CastFlow: Learning Role-Specialized Agentic Workflows for Time Series Forecasting

arXiv cs.LG / 5/1/2026

📰 NewsIdeas & Deep AnalysisModels & Research

Key Points

  • CastFlow is a new agentic time-series forecasting framework designed to move beyond the static, one-shot generative approach used by many LLM-based methods.
  • It structures forecasting as a planning→action→forecasting→reflection workflow, enabling multi-view temporal pattern extraction, multi-round context gathering, and iterative refinement, including ensemble-based forecasting.
  • The method uses a memory module to retrieve prior experience and a multi-view toolkit to create diagnostic evidence and produce a reliable ensemble forecast baseline.
  • CastFlow employs role-specialized components: a frozen general-purpose LLM for reasoning and a fine-tuned domain-specific LLM that performs evidence-guided numerical forecasting using the ensemble baseline rather than forecasting from scratch.
  • The paper reports two-stage workflow-oriented training (SFT followed by RL with verifiable rewards, RLVR) and shows improved results across multiple datasets versus strong baselines.

Abstract

Recently, large language models (LLMs) have shown great promise in time series forecasting. However, most existing LLM-based forecasting methods still follow a static generative paradigm that directly maps historical observations to future values in a single pass.

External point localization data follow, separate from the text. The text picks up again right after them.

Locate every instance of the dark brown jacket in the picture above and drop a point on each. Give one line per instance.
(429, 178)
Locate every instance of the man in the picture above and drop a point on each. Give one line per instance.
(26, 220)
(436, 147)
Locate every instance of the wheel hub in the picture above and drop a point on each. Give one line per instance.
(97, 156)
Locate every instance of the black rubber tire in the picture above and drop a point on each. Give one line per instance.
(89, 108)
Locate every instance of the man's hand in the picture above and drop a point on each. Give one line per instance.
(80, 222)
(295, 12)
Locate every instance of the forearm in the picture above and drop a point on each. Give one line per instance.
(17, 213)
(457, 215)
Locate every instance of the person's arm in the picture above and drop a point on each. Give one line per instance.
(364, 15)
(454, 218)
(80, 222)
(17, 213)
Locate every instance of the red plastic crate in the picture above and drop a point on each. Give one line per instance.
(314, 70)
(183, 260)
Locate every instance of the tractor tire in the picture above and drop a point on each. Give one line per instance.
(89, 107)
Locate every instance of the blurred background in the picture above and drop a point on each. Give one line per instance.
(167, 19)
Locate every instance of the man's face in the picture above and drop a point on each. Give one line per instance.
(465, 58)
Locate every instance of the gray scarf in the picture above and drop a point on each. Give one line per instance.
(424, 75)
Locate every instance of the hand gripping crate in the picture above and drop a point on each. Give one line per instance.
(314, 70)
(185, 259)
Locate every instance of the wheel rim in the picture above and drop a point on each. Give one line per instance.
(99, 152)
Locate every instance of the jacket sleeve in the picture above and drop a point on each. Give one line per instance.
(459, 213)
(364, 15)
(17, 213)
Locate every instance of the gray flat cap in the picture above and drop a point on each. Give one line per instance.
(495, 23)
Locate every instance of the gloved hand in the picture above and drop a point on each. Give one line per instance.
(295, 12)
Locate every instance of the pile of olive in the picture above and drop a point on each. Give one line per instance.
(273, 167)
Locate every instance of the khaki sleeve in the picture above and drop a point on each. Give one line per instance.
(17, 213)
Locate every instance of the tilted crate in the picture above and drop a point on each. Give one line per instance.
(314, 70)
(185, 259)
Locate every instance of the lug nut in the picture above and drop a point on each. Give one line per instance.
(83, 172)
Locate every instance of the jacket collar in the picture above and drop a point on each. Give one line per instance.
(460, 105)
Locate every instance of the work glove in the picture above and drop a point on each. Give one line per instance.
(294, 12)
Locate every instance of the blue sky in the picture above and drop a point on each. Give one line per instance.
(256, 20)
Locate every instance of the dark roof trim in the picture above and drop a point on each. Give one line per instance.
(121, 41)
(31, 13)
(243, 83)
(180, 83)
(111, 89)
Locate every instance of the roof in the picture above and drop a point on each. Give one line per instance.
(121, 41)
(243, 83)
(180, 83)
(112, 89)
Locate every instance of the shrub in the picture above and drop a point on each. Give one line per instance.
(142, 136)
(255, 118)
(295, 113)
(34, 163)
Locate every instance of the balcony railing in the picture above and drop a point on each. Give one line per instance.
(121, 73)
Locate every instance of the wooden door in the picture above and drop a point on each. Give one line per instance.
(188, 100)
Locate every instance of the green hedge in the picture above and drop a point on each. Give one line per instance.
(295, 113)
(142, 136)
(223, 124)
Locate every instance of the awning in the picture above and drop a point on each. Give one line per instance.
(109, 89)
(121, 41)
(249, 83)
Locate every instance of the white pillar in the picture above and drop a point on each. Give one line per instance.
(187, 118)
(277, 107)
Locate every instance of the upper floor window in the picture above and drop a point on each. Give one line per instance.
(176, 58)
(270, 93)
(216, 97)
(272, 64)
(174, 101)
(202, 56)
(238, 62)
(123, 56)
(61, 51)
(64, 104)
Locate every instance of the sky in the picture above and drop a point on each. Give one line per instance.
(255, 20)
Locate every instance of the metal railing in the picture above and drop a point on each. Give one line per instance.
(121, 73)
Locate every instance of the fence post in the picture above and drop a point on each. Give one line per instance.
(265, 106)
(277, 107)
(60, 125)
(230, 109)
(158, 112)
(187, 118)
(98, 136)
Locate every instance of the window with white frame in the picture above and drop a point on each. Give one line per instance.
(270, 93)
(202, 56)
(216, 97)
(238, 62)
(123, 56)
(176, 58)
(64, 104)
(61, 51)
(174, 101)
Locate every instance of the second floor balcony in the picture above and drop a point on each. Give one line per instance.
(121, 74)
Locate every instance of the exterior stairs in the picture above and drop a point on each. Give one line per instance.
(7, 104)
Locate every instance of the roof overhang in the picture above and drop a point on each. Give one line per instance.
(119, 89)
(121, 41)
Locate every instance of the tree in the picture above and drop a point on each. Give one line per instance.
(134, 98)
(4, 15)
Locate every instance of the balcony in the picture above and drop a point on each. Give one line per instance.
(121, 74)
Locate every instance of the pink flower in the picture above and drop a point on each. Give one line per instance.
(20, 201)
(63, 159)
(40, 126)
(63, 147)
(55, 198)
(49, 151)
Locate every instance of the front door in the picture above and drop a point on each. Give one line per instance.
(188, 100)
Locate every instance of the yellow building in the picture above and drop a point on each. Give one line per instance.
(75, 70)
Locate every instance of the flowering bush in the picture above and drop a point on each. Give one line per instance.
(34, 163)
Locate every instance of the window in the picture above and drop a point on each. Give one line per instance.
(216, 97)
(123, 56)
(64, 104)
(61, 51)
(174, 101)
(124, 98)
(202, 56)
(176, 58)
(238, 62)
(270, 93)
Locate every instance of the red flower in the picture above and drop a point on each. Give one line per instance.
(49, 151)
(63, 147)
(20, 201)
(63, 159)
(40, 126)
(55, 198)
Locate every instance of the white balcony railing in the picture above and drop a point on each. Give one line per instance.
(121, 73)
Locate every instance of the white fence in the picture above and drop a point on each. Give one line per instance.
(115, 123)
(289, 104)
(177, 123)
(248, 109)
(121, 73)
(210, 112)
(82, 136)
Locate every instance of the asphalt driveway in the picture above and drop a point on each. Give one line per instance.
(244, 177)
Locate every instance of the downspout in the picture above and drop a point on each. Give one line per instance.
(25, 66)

Under this paradigm, forecasting is constrained by limited temporal pattern extraction, single-round acquisition of contextual features, one-shot forecast generation, and lack of support from ensemble forecasts. To address these limitations, in this work, we propose CastFlow, a dynamic agentic forecasting framework that enables multi-view temporal pattern extraction, multi-round contextual features acquisition, iterative forecast refinement, and forecasting with ensemble forecasts. First, CastFlow organizes the forecasting process into planning, action, forecasting, and reflection, establishing an agentic workflow. Second, this workflow is supported by a memory module that retrieves prior experience and a multi-view toolkit that constructs diagnostic evidence and provides a reliable ensemble forecast baseline. Third, CastFlow adopts a role-specialized design that combines general-purpose reasoning with specialized numerical forecasting. Under this design, a frozen LLM preserves general-purpose reasoning, while a fine-tuned domain-specific LLM performs evidence-guided numerical forecasting based on the ensemble forecast baseline, rather than from scratch. To optimize a fine-tuned domain-specific LLM, we further develop a two-stage workflow-oriented training that combines supervised fine-tuning (SFT) and reinforcement learning with verifiable rewards (RLVR). To evaluate the effectiveness of CastFlow, we conduct extensive experiments on diverse datasets and show that it achieves superior overall results against strong baselines. We hope that this work can serve as a step toward more adaptive and accurate time series forecasting.